# NIE number



## NickH01 (May 4, 2014)

My apologies to you as you have probably been asked this question many, many times before, but;
We are looking to complete a house purchase and as such I know we need an NIE number. This is a private purchase so no agent involvement. We have negotiated a completion date at the end of March 2015 (I retire in Feb). We are due to be in Spain in Jan for around about 10 days or so with the plan being to find a solicitor and apply for NIE numbers. 
We have a Spanish friend who will accompany us to the Police station.
Okay, so to the questions; What documentation do we need with us?
Do we get our NIE numbers straight away or if not how long after the application?
The house is just outside Elche/Alicante, if that makes any difference.

Many thanks to all you regulars who are always there to help us novices, your patience with our oft repeated questions is really appreciated.


----------



## kenmar (Sep 1, 2014)

H, we went to Cartagena police St a few months ago. We went for recedcia we got pour nor no on the spot. Take as many bits of paper work you can think of. We took Spanish and English bank statements just a few.


----------



## jojo (Sep 20, 2007)

The procedure varies from area to area, but in our area, you make an appointment (in others you can just turn up and wait to be seen). You'll need as much paperwork as you can provide - WITH PHOTOCOPIES OF IT ALL. Passports, bank statements, proof of your impending purchase, maybe your solicitors details..... I cant think of anything else at the moment lol!!! You then will be given a slip of paper to take to the bank and pay, you return with proof of payment and - again I think it varies, some offices will give you your NIE number, others may send it??!!

Jo xxx


----------



## snikpoh (Nov 19, 2007)

jojo said:


> The procedure varies from area to area, but in our area, you make an appointment (in others you can just turn up and wait to be seen). You'll need as much paperwork as you can provide - WITH PHOTOCOPIES OF IT ALL. Passports, bank statements, proof of your impending purchase, maybe your solicitors details..... I cant think of anything else at the moment lol!!! You then will be given a slip of paper to take to the bank and pay, you return with proof of payment and - again I think it varies, some offices will give you your NIE number, others may send it??!!
> 
> Jo xxx


Why do you need bank statements and all that just for an NIE?
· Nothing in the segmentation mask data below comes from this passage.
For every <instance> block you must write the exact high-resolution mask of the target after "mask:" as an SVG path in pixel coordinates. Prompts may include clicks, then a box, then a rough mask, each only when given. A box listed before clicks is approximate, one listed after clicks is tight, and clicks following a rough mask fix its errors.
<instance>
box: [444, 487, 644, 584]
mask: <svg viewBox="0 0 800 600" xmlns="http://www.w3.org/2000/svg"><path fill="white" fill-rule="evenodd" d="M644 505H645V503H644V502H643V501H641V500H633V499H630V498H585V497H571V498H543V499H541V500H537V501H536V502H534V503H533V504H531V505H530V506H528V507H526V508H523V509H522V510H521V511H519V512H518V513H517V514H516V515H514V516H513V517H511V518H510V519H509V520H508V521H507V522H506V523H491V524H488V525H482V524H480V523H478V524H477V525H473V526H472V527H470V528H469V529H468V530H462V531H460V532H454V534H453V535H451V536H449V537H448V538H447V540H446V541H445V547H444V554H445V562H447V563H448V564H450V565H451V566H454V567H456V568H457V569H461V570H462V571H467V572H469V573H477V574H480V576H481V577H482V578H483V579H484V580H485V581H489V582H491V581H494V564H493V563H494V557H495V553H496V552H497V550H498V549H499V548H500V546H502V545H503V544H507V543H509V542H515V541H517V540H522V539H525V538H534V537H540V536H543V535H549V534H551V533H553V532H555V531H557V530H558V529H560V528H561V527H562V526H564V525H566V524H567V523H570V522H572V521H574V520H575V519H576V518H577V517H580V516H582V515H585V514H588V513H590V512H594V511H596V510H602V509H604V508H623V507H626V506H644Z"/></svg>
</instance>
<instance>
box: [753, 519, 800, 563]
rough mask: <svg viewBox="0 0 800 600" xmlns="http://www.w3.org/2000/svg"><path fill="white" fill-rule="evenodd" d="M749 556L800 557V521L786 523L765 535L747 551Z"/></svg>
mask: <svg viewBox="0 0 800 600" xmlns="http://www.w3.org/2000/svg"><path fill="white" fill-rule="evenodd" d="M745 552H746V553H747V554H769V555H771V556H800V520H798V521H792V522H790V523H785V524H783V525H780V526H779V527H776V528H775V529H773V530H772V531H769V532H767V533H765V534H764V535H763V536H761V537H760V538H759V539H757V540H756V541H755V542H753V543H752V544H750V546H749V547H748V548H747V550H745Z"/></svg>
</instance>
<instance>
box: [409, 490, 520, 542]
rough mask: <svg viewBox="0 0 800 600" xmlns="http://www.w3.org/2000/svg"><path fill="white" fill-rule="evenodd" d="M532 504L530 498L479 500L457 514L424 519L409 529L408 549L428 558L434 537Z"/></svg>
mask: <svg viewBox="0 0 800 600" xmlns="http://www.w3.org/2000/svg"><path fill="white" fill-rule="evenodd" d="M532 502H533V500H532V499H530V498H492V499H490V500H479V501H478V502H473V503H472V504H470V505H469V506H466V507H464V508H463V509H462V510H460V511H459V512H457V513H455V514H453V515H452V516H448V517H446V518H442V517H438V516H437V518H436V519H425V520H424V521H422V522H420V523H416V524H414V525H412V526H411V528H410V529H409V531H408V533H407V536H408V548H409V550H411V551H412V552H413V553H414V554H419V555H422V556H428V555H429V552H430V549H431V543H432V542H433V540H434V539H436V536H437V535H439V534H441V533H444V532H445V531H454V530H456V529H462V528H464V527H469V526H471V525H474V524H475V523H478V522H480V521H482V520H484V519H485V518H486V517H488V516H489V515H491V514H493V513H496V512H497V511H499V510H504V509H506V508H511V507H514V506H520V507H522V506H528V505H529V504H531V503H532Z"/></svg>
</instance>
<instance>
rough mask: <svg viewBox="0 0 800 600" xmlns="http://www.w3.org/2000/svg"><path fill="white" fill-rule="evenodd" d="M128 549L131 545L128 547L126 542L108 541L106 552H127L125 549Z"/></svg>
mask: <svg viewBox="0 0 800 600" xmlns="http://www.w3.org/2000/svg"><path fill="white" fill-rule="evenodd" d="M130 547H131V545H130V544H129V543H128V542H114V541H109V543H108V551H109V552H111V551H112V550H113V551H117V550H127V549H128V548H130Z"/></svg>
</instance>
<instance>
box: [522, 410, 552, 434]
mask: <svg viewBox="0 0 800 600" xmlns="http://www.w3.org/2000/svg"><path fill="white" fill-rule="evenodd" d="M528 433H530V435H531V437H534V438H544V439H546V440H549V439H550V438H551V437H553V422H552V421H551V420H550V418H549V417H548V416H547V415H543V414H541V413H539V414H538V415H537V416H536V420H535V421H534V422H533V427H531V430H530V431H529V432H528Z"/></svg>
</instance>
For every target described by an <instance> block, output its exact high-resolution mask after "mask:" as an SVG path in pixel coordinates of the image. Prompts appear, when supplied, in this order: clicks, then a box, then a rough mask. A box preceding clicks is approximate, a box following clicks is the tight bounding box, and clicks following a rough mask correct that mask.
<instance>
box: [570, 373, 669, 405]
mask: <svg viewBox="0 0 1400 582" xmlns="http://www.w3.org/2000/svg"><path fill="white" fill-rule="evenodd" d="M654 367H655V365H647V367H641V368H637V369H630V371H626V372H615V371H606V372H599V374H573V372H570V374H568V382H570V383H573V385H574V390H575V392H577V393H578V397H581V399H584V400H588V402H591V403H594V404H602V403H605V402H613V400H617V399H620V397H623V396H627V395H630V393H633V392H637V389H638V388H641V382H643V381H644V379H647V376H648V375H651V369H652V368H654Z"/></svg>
All you actually need is; passport, money for fee, form filled in (and sometimes a photo). Can't think of anything else. Some places are asking for *proof* of why you need an NIE - recently friends of ours had to go to a notary to formalise their reasons (??!!)


----------



## jojo (Sep 20, 2007)

snikpoh said:


> Why do you need bank statements and all that just for an NIE?
> 
> All you actually need is; passport, money for fee, form filled in (and sometimes a photo). Can't think of anything else. Some places are asking for proof of why you need an NIE - recently friends of ours had to go to a notary to formalise their reasons (??!!)
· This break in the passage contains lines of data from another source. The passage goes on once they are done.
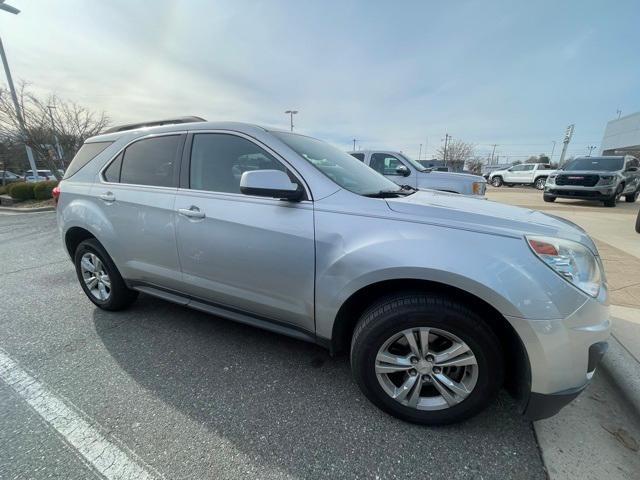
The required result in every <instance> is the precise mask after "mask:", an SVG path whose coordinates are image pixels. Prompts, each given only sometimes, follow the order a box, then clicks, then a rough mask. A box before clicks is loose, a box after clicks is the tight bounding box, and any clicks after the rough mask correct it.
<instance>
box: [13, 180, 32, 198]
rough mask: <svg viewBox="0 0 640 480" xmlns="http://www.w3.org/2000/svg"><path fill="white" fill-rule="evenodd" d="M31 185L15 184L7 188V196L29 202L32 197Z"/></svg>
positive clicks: (29, 183)
mask: <svg viewBox="0 0 640 480" xmlns="http://www.w3.org/2000/svg"><path fill="white" fill-rule="evenodd" d="M33 185H34V184H33V183H27V182H16V183H12V184H11V185H10V186H9V195H11V198H13V199H14V200H18V201H23V200H31V199H32V198H34V196H33Z"/></svg>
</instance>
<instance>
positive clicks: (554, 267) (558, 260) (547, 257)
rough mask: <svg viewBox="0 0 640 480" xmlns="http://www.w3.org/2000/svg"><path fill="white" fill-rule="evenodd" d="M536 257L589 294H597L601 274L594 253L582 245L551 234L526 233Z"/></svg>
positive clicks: (599, 269)
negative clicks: (533, 233) (548, 235)
mask: <svg viewBox="0 0 640 480" xmlns="http://www.w3.org/2000/svg"><path fill="white" fill-rule="evenodd" d="M526 238H527V243H528V244H529V246H530V247H531V250H533V252H534V253H535V254H536V255H537V257H538V258H539V259H540V260H542V261H543V262H544V263H546V264H547V265H548V266H549V267H550V268H551V269H552V270H554V271H555V272H556V273H557V274H558V275H560V276H561V277H562V278H564V279H565V280H567V281H568V282H571V283H573V284H574V285H575V286H576V287H578V288H579V289H580V290H582V291H583V292H585V293H586V294H588V295H591V296H592V297H597V296H598V293H599V292H600V287H601V286H602V283H603V280H604V278H603V274H602V271H601V268H600V262H598V260H597V258H596V256H595V255H594V254H593V253H592V252H591V250H589V249H588V248H587V247H585V246H584V245H582V244H580V243H578V242H573V241H571V240H564V239H561V238H554V237H537V236H527V237H526Z"/></svg>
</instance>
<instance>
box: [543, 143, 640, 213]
mask: <svg viewBox="0 0 640 480" xmlns="http://www.w3.org/2000/svg"><path fill="white" fill-rule="evenodd" d="M639 170H640V162H638V159H637V158H635V157H632V156H631V155H625V156H615V157H614V156H611V157H578V158H576V159H574V160H572V161H570V162H568V163H567V164H566V165H565V166H564V167H562V169H560V170H558V171H557V172H556V174H554V175H550V176H549V178H548V179H547V183H546V185H545V188H544V201H545V202H553V201H555V199H556V198H578V199H584V200H601V201H602V202H604V205H605V207H615V206H616V203H617V202H618V199H619V198H620V197H622V196H624V197H625V200H626V201H627V202H635V201H636V200H637V199H638V194H639V193H640V171H639Z"/></svg>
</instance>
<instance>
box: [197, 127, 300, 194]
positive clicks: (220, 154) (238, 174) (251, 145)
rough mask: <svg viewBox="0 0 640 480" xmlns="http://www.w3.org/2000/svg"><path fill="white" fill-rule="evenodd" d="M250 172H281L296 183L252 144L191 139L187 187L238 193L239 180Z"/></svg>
mask: <svg viewBox="0 0 640 480" xmlns="http://www.w3.org/2000/svg"><path fill="white" fill-rule="evenodd" d="M250 170H281V171H283V172H286V173H288V174H289V177H290V178H291V181H292V182H294V183H298V180H297V179H295V177H294V176H293V175H292V174H291V173H289V172H288V171H287V169H286V168H285V166H284V165H282V164H281V163H280V162H279V161H278V160H276V159H275V158H274V157H273V156H272V155H271V154H269V153H268V152H266V151H265V150H263V149H262V148H260V147H259V146H258V145H256V144H255V143H253V142H251V141H249V140H247V139H245V138H242V137H238V136H236V135H229V134H225V133H199V134H196V135H194V136H193V144H192V146H191V164H190V172H189V185H190V187H191V188H192V189H195V190H207V191H211V192H224V193H241V192H240V178H241V177H242V174H243V173H244V172H247V171H250Z"/></svg>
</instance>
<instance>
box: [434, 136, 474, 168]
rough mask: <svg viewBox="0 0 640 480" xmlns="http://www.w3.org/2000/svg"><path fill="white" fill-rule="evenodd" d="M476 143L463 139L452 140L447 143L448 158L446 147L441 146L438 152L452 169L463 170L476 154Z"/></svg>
mask: <svg viewBox="0 0 640 480" xmlns="http://www.w3.org/2000/svg"><path fill="white" fill-rule="evenodd" d="M474 153H475V145H474V144H472V143H467V142H463V141H462V140H452V141H450V142H449V144H448V145H447V151H446V158H445V150H444V147H440V148H439V149H438V151H437V152H436V157H437V158H438V159H439V160H445V161H446V164H447V165H448V166H450V167H451V169H452V170H462V169H463V168H464V164H465V162H466V161H467V160H469V159H470V158H471V157H473V156H474Z"/></svg>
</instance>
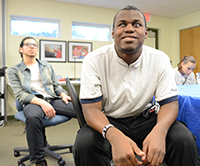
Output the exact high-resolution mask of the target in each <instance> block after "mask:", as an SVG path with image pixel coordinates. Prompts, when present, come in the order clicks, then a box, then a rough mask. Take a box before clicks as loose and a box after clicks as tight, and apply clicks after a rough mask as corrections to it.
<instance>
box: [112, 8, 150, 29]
mask: <svg viewBox="0 0 200 166" xmlns="http://www.w3.org/2000/svg"><path fill="white" fill-rule="evenodd" d="M123 10H137V11H139V12H140V13H141V14H142V16H143V18H144V23H145V28H146V27H147V21H146V18H145V16H144V14H143V13H142V12H141V10H140V9H138V8H137V7H135V6H133V5H127V6H125V7H124V8H122V9H121V10H119V11H118V12H117V13H116V14H115V17H114V19H113V29H114V27H115V20H116V17H117V15H118V14H119V12H121V11H123Z"/></svg>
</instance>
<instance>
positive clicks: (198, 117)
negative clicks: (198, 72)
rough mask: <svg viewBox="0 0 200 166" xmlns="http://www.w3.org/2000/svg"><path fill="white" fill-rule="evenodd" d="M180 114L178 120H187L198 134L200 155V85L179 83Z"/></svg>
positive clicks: (183, 120)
Yes, you're probably right! I learnt to work on the theory that it was easier to take everything plus photocopies - cos there always seemed to be something that had been left behind but needed lol

Jo xxx


----------



## larryzx (Jul 2, 2014)

All you should need according to the instructions issued by the National police are: Passport, original and a copy of the page with the photo, the application form and the fee (about 10.50€). The NIE Certificate should be issued there and then.


----------



## bellakem (May 20, 2012)

In Malaga city, the wait time to pick up the certificate is 1 week. I'm not sure if it's because they were super busy or not, but every one was told to come back in a week. My husband went in a day earlier than that, and it was ready for pick up.


----------



## larryzx (Jul 2, 2014)

bellakem said:


> In Malaga city, the wait time to pick up the certificate is 1 week. I'm not sure if it's because they were super busy or not, but every one was told to come back in a week. My husband went in a day earlier than that, and it was ready for pick up.


That you had to wait I suspect is because you are not an EU Citizen. I believe the EU Directive, as it relates to EU Citizens, states that it must be issued immediately upon application.


----------



## bellakem (May 20, 2012)

I don't have mine yet. This was my for my husband. He is Italian by birth with an Italian passport. My passport was not stamped upon arrival because we moved from Malta, so have to wait till after my trip at the end of the month. We were surprised as well, but they told everyone a week, even the guy at the front door who gave out the forms etc. said the same thing.


----------



## Lynn R (Feb 21, 2014)

Are we not confusing applying for an NIE number with signing on the register of foreign residents here?

I know that now, provided one has all the correct documentation and fulfils all the requirements, the tarjeta confirmg registration as a resident is issued on the spot.

However, if it is just an NIE number which is being applied for, then as far as I know the system is the same as it always was - you take your form and supporting documentation to the Comisaria, pay the fee and then they tell you to come back and collect the certificate with your NIE number xxx days letter. I helped someone do this in Torre del Mar late last year (a UK citizen) and he was told his would be ready for collection in 7 days' time. It was the same when I applied 11 years ago, and when I helped another friend get one when she inherited a house here 3 years ago.


----------



## larryzx (Jul 2, 2014)

Lynn R said:


> Are we not confusing applying for an NIE number with signing on the register of foreign residents here?
> 
> I know that now, provided one has all the correct documentation and fulfils all the requirements, the tarjeta confirmg registration as a resident is issued on the spot.
> 
> However, if it is just an NIE number which is being applied for, then as far as I know the system is the same as it always was - you take your form and supporting documentation to the Comisaria, pay the fee and then they tell you to come back and collect the certificate with your NIE number xxx days letter. I helped someone do this in Torre del Mar late last year (a UK citizen) and he was told his would be ready for collection in 7 days' time. It was the same when I applied 11 years ago, and when I helped another friend get one when she inherited a house here 3 years ago.


Opps yes I was wrong, thanks


----------



## snikpoh (Nov 19, 2007)

Lynn R said:


> Are we not confusing applying for an NIE number with signing on the register of foreign residents here?
> 
> I know that now, provided one has all the correct documentation and fulfils all the requirements, the tarjeta confirmg registration as a resident is issued on the spot.


... remember though that in some areas it's not a tarjeta - still an A4 sheet of green paper!


----------



## larryzx (Jul 2, 2014)

snikpoh said:


> ... remember though that in some areas it's not a tarjeta - still an A4 sheet of green paper!


It is still a piece of (useless) green paper, but the size of a credit card with info on both sides. But one is NOT PERMITTED to plasticize it and it is absolutely NOT an ID. 

I carry a plasticized copy, not legal but works just the same.

PS I suspect that if one does not already have an NIE then they may have to wait to get the 'Green thing'.


----------